Like Russia, Iran has no qualms about closing the pipelines when they want to get a message across. In January 2006, Iran cut gas supplies to Turkey by 70% after the Turkish foreign Minister Abdullah Gul called for ‘transparency’ from Iran over its nuclear ambitions. Again we can be thankful that Mr Bush finally found the brakes on his war horse and reigned in President Olmert.
Time still remains for a mixture of diplomacy and sanctions to have further effect. According to the US government’s recent National Intelligence Estimate, Iran is unlikely to produce enough highly enriched uranium to develop a nuclear weapon until at least 2013 and quite possibly not until after 2015.

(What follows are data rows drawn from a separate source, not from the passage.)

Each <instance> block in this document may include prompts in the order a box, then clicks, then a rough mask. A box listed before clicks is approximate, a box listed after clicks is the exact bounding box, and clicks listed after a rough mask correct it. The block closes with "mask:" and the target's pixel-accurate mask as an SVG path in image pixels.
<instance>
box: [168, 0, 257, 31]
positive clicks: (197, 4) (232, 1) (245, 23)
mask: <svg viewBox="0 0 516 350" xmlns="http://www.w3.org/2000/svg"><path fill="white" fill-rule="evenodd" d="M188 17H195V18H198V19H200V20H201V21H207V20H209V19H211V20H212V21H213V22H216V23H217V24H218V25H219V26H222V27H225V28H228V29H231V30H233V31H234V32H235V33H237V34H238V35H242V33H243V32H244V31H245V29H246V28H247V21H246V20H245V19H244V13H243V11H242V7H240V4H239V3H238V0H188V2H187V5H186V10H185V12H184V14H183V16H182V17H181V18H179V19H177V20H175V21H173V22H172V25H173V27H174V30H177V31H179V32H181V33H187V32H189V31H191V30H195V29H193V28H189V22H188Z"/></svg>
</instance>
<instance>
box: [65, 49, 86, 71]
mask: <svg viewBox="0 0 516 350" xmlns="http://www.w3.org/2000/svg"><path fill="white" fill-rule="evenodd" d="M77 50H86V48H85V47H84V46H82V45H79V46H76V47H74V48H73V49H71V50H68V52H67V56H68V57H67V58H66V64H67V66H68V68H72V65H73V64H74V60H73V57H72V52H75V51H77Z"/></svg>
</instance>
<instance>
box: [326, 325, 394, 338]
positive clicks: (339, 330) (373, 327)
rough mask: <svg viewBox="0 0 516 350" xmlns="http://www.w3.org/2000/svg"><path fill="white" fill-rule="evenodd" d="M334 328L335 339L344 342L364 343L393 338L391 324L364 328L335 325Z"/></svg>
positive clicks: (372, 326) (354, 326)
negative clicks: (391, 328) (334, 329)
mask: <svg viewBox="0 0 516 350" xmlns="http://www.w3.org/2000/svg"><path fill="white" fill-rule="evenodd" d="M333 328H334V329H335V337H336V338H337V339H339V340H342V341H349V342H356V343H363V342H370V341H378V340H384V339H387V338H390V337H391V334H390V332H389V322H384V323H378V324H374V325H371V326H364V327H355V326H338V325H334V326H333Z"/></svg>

Therefore, there appears to be no need to look beyond the ‘soft power’ approach quite yet. It is true, however, that to date, sanctions and incentives have failed in their ultimate objective of persuading Ahmedinijad to halt uranium enrichment. The carrot of an economic package offered by the EU has been rejected on the grounds that, according
That leaves the stick- the imposition of sanctions. Since 2006 there have three rounds of punitive measures slapped on the regime by the US and Europe. These have focused on banning the trade in materials and technology that could be facilitate a nuclear weapons building programme, freezing the assets of banks and individuals thought to be involved in financing terrorist activities and imposing travel bans on senior government officials.
The problem with such sanctions is the difficulty in enforcing them. Without the support of Russia and China, or Iran’s neighbours, they are ineffective.

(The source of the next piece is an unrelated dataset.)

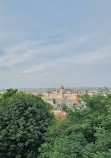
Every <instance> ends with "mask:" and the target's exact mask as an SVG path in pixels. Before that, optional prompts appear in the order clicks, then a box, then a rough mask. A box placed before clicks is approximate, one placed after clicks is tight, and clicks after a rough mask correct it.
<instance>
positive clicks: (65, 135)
mask: <svg viewBox="0 0 111 158" xmlns="http://www.w3.org/2000/svg"><path fill="white" fill-rule="evenodd" d="M83 101H84V102H85V103H86V104H85V105H86V108H84V109H76V108H75V109H72V110H69V111H68V110H67V109H66V110H67V112H69V114H68V119H67V120H66V121H63V122H61V123H60V124H57V125H56V126H55V125H53V126H52V127H51V128H50V130H49V131H48V132H47V133H46V134H45V140H46V141H45V143H44V144H43V145H42V146H41V147H40V148H39V151H40V152H41V154H40V158H57V157H59V158H107V157H108V158H110V157H111V94H108V93H107V94H106V95H103V94H102V93H100V94H98V95H93V96H92V97H91V96H89V95H88V94H86V95H85V96H84V97H83Z"/></svg>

The question now is, given the current impasse, how can the new leaders of the US and Israel avoid open conflict and peacefully dissuade Iran from acquiring nuclear capabilities, if that is in fact their aim?
Thankfully it looks as though there may be significant change of style coming in Washington and Tel Aviv.
With about a month to go its still to close to call definitively but Senator Barack Obama is approximately four points ahead of Senator McCain and in Israel, former Foreign Minister Tzipi Livni is in the process of forming a new government following Ehud Olmert’s ignominious resignation amid corruption scandals.
One of many taboos Obama has broken in this presidential race was saying that he would personally meet with the leaders of such states as Iran. What good if any this would do is impossible to say but it would undoubtedly breath some badly needed fresh air into the stalemate. On the Israeli side Livni has mouthed the usual rhetoric about how Iran must be stopped in its tracks, but unlike her erstwhile leadership rival Shaul Mofaz she has demurred when it comes to issuing military threats.
Should Obama and Livni become the leaders of their respective countries they chould cut out the warmongering and make a positive contribution to the fledgling peace efforts struggling to take hold around the region. After all, what’s the alternative?